Oliver noodled for her husband and then for John Stenson. He remembered that he ran Stenson Supplies for the building trade. He specialised in steel reinforcement, copper cabling and aluminium cladding. Oliver followed him only to see that he was making apologies for having to miss some sailing club get–together, because he was at a trade event in the States.
Oliver thought the obvious: Why?
“This interview is over,” said Mrs Stenson.
If you’d just tell–
“Over, out! Otherwise you are trespassing.”
“I’m sorry.”
Oliver stood, and Mrs Stenson ushered him out quickly, saying “out, out, out” almost like a mantra.
That was pointless, Oliver thought as he made his way down the garden path back to the car. And embarrassing.
Yes, you should be ashamed.
Jessica Stenson was still following him.
He reached the car: Chen was nodding his head, clearly following some music, and Jellicoe was flicking through a something. It took Oliver a few moments to realise what the black card–and–white lined paper object actually was. It was a notebook.
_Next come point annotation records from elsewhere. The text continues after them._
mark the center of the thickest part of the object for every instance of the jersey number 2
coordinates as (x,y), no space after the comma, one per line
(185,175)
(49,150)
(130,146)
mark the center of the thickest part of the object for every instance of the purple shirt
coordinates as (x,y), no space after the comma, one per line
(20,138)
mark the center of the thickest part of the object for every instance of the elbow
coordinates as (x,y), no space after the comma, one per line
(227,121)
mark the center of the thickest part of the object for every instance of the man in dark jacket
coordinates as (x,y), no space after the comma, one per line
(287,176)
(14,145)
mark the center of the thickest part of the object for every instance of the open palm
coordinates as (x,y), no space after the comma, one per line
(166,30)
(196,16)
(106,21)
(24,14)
It was like the whole world was slipping back in time, he thought.
“Tried and trusted method,” said Jellicoe.
Really?
Oliver looked at the man, but he was concentrating on his scribbles.
“Really?” Oliver said, deliberately trying to squeeze as much sarcasm as he could into the two syllables.
“It means you don’t forget something.”
This is beyond a joke, Oliver thought, when you can noodle the sum total of human knowledge in an instant. What was two dozen small pages of illegible handwriting in comparison?
“You’d be surprised.”
Must be home time now, Oliver thought at Chen.
Chen laughed.
“Just one more thing,” Jellicoe said. “Milltown, James.”
“Sir,” said Chen: That is so irritating, he thought.
Don’t let him know, Oliver thought.
He knows.
Oliver looked at the Inspector patiently pencilling in his notebook. Potentially he was following them and knew of all their exchanges and opinions. They could follow him, but considering the man’s alcohol intake there wasn’t anything to follow. The man’s liver must be a wreck, and without accessing social thinking properly he couldn’t have any friends, could he?
Jellicoe looked up at Oliver, either in whatever passed as thought for such a man or because he knew Oliver’s point–of–view.
Let him, thought Oliver.
Milltown was a posh suburb, sprawling as more and more streets on the edges claimed the heritage, so it stretched, it wa
s said, from one red light district to another. Oliver didn’t know for sure as he’d never worked vice, and noodling it produced an awful lot of hearsay and twaddle.
“Left there,” said Jellicoe. “And then there.”
They reached Almond Drive and came to a rest at a spot Jellicoe called ‘here’. Jellicoe leaned back, examined the street up and down before producing a pair of binoculars. He hummed and harred under his breath.
Oliver noodled his location and then found that Number 37, the one under Jellicoe’s gaze, belonged to Alfred Westbourne. It looked boarded up to Oliver.
“Westbourne?” said Oliver, by way of trying to elicit a reason for this visit.
“Nasty piece of work,” said Jellicoe, not looking round.
Oliver noodled and remembered the libel action that a newspaper had paid out to Westbourne when a report had claimed he was the head of an organised crime syndicate. He’d been able to afford some pretty strong lawyers.
“Newspaper!” said Chen. Clearly, he’d noodled the same thing.
“This is old news,” Oliver agreed. “Very old news if it was in a newspaper.”
“Never caught him,” said Jellicoe.
“No?”
“Disappeared.”
“Presumed dead or dead?” Oliver asked.
“Disappeared.”
“Disappeared with a brow?”
Jellicoe hummed in reply: yes.
“Is he, er… thinking?”
“Yes, not much… Alzheimer’s, tends to think he’s in the South of France.”
“Is he?”
“Not according to our colleagues in the Nationale.”
“Right.”
“And his son has disappeared too… not Alzheimer’s.”
“Son? The body in the morgue is a woman.”
“Yes, but interesting that he’s ‘disappeared’ and she’s ‘appeared’.”
“He had a sex change,” said Chen.
Jellicoe spat his answer, “Don’t be facetious!”
“Sir.”
“Does he think?” Oliver asked.
“Yes,” said Jellicoe and he lowered his binoculars. “But he doesn’t think about his location – ever.”
“That’s impossible.”
“You’d think.”
“Do you think the, er… cases are connected?”
Jellicoe put the binoculars back to his eyes and gazed out. “He’s got to be up to something.”